The authors report using a case detection system for the 3 years prior to the publication of this study in 2011. Cases were randomly selected from emergency departments in the UMPC Health System. These cases’ data from the electronic medical record was converted to LOINC and SNOMED codes, then sent via HL-7 messaging standards to the case detection system. The Bayesian probabilistic case detection system consisted of:

  • (1) Topaz NLP to extract and standardize free-text clinical reports and chief complaints
  • (2) Individual and population disease models , and
  • (3) a Bayesian inference engine

Example Boolean diagnostic determination using NLP data:

  • Topaz NLP extraction of symptoms or findings including 'fever', 'cough', 'sore throat', and
  • Boolean case definition of ILI: (Fever) AND (Cough OR Sore Throat)

This system calculates the likelihood of influenza or ILI given the symptoms for individual patients e.g.
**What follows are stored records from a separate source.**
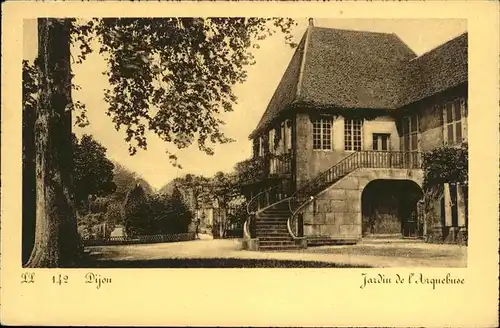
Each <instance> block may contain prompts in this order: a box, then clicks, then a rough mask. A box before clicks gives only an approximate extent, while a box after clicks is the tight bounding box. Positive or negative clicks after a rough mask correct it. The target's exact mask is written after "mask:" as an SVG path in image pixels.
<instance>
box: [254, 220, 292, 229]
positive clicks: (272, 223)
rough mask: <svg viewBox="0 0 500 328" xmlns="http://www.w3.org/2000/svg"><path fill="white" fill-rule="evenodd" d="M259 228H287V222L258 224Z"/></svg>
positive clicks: (257, 227)
mask: <svg viewBox="0 0 500 328" xmlns="http://www.w3.org/2000/svg"><path fill="white" fill-rule="evenodd" d="M256 227H257V228H275V227H276V228H286V227H287V225H286V221H283V222H281V223H279V222H278V223H267V222H262V223H261V222H257V224H256Z"/></svg>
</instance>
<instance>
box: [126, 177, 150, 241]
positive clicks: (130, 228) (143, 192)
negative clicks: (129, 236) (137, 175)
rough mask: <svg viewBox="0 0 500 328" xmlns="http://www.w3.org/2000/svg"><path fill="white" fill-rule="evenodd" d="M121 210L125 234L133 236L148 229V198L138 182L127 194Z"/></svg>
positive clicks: (148, 227)
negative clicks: (124, 226)
mask: <svg viewBox="0 0 500 328" xmlns="http://www.w3.org/2000/svg"><path fill="white" fill-rule="evenodd" d="M123 210H124V213H123V214H124V215H123V217H124V225H125V231H126V232H127V235H128V236H130V237H134V236H137V235H144V234H147V231H148V230H149V229H150V227H149V224H150V222H149V221H150V218H149V208H148V200H147V197H146V193H145V192H144V189H142V187H141V185H140V184H137V185H136V186H135V187H134V188H133V189H132V190H130V191H129V193H128V194H127V198H126V199H125V204H124V205H123Z"/></svg>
P(Data | influenza), then passes these probabilities to the outbreak detection system at the regional department of public health. The system was evaluated by (1) case detection performance for one illness based on one data type (e.g. ED reports), and (2) NLP performance in the extraction of findings from ED reports. 580 test cases were evaluated.
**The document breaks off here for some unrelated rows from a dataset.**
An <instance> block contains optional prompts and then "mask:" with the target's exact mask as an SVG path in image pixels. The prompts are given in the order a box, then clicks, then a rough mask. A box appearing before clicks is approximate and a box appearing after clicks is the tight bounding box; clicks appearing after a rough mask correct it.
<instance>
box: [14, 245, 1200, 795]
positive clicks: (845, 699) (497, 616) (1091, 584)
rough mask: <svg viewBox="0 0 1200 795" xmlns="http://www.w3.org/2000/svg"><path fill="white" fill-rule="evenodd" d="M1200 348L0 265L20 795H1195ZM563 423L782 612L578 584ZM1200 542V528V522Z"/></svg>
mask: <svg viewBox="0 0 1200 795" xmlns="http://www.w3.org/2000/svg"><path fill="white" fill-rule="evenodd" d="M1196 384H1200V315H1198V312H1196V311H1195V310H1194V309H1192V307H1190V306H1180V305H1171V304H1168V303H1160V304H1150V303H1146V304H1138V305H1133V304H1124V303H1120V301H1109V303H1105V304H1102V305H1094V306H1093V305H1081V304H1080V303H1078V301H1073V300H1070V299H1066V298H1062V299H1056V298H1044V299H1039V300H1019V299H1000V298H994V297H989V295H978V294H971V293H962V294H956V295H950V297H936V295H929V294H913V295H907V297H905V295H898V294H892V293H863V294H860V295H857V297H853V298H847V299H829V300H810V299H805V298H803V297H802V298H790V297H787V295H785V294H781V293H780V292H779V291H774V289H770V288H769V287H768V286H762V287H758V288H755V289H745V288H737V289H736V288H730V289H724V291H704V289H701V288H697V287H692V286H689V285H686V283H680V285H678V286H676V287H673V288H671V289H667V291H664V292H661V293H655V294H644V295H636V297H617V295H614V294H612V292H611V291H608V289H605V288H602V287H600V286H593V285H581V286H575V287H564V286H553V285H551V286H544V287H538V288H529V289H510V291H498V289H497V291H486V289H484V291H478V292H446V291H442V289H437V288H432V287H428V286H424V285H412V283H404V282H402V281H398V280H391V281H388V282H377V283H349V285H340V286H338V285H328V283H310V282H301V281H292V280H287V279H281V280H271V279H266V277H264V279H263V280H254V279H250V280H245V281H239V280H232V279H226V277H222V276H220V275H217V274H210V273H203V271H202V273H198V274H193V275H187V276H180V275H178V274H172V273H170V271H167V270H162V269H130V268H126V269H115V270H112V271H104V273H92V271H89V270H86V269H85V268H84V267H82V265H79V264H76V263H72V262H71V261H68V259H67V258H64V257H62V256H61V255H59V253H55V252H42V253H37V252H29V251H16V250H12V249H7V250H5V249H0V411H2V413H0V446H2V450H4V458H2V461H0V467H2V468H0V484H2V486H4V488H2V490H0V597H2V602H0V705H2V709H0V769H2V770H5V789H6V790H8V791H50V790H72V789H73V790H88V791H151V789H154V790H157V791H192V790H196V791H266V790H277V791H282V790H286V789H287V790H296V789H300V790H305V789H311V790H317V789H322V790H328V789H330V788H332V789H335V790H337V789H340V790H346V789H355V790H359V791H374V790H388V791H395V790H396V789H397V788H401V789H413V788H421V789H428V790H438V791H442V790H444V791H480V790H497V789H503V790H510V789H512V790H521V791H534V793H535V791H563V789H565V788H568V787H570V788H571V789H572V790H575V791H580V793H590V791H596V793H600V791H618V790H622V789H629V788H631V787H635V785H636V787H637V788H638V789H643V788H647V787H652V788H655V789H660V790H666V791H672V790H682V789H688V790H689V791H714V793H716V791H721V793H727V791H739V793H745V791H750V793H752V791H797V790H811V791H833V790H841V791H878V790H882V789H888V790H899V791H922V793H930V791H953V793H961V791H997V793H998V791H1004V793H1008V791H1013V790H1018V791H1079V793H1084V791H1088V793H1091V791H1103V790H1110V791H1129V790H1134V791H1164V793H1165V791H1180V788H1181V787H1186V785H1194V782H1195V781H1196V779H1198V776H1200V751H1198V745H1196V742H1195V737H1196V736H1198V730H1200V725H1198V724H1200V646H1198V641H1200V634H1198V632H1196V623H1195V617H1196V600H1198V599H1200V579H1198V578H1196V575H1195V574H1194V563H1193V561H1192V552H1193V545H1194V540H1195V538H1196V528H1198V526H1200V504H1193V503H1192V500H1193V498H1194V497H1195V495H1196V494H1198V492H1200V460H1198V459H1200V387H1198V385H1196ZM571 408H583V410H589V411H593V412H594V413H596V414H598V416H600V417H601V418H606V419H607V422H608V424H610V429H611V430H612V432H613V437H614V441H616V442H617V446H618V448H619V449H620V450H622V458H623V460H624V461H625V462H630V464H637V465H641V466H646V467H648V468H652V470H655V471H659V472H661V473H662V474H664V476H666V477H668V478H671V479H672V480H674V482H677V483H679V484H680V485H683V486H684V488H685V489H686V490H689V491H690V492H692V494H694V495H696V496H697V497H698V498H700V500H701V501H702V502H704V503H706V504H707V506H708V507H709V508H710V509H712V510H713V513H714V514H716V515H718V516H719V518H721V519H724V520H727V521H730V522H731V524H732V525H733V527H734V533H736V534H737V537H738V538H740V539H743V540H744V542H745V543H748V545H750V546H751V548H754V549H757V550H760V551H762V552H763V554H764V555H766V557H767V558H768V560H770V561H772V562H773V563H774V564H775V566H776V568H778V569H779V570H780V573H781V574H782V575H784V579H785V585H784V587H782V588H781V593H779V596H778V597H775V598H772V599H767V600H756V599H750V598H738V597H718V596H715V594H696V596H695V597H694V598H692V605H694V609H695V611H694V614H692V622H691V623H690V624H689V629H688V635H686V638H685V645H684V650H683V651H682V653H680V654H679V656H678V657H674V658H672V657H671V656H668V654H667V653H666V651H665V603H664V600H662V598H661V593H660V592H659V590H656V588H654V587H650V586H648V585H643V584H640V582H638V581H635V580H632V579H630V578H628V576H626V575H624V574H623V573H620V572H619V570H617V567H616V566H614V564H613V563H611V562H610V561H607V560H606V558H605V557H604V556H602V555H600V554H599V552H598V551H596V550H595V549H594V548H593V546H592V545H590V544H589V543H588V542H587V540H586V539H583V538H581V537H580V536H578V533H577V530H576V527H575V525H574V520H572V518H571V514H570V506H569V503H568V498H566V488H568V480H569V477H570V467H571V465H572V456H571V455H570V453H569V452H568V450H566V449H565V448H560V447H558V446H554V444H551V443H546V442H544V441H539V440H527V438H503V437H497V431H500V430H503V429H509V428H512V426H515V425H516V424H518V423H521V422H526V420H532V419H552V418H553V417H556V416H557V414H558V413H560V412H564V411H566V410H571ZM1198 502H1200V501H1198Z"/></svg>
The authors concluded that their Bayesian case detection system was highly accurate and returned results with high computation efficiency. The accuracy of the Bayesian diagnostic accuracy was reported to be 95% for each of two reasoning network variants (Expert model and EM-MAP trained model). Computational speed was reported as 15 milliseconds per case. The Topaz NLP performed with a kappa value of 0.79 and an overall accuracy of 91%


It is reasonable to expect that disease surveillance and outbreak detection will rise in importance in relation to increases in population, mobility, and violent social unrest. To this end, effective processing of surveillance data by computers will be critical. Structured data is, by extension, a pre-requisite to the aggregation of data on a scale sufficient for regional and national analysis. Although constrained to a narrow domain, the results of this study support further development of NLP as a mechanism to extract and standardize clinical findings (e.g. symptoms) originally captured as free-text. One such study was published in 2014 [2] and demonstrated that the human annotated findings our-performed Topaz NLP which in turn significantly out-performed MedLEE.

Related Articles

Innovative uses of electronic health records and social media for public health surveillance

IcuARM-An ICU Clinical Decision Support System Using Association Rule Mining


  1. 1.0 1.1 Tsui, F., Wagner, M., Cooper, G., Que, J., Harkema, H., Dowling, J., … Voorhees, R. (2011). Probabilistic Case Detection for Disease Surveillance Using Data in Electronic Medical Records. Online Journal of Public Health Informatics, 3(3), ojphi.v3i3.3793. doi:10.5210/ojphi.v3i3.3793
  2. Ye, Y., Tsui, F. R., Wagner, M., Espino, J. U., & Li, Q. (2014). Influenza detection from emergency department reports using natural language processing and Bayesian network classifiers. Journal of the American Medical Informatics Association, 21(5), 815-823.